When I first started as a personal trainer in a big box gym, I thought I knew everything but in reality I knew nothing. Even after getting certified, I didn’t know how to instruct a client to deadlift or squat. Looking back, I’m surprised I didn’t hurt more clients. Thank God for liability insurance. J
Johnathan Goodman and The PTDC came at the perfect time for me and another 200.000 trainers. Through their blog articles, videos and being able to connect with other coaches, I’ve been able to turn my passion into a career and my mistakes have been minimized.
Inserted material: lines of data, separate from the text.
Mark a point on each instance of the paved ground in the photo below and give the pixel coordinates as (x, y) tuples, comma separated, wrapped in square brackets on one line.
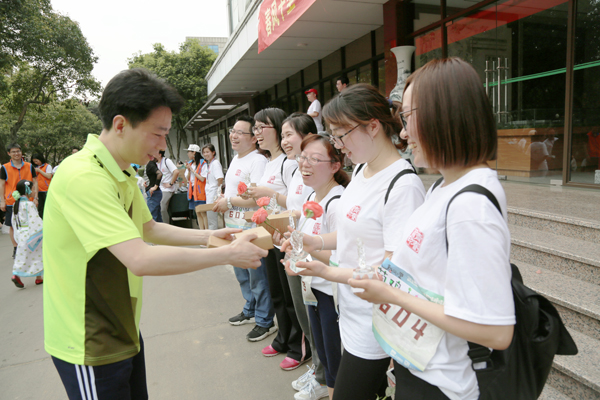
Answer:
[(192, 352)]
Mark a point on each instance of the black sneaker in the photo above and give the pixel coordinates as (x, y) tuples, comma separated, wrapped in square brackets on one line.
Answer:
[(241, 319), (259, 333)]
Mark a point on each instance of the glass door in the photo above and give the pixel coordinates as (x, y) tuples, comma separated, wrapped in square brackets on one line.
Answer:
[(518, 47)]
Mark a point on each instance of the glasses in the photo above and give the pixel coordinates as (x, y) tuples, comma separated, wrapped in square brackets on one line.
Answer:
[(311, 160), (338, 140), (403, 115), (239, 133), (258, 129)]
However, before the inception of The PTDC I screwed up a lot. I lost clients, couldn’t get clients, didn’t follow up with prospects and my exercise programming sucked. I pretty much learnt the hard way.
Is there an easy way to learn anything?
If I could time travel back in time and had a do over, there would be a few things I would do differently, some of which are listed below. While I’m there, the new me is telling the old me that curling and grunting in the squat rack is unacceptable. Now, I know better. J
(Note– The names have been changed to protect the innocent)
- Teaching the basics
My very first client, Sam was a high flying banker and a marathon runner. Her cardiovascular fitness was excellent and she was in great shape. Sam was looking to get stronger to reduce her running times. But she was also very impatient and wanted it all yesterday.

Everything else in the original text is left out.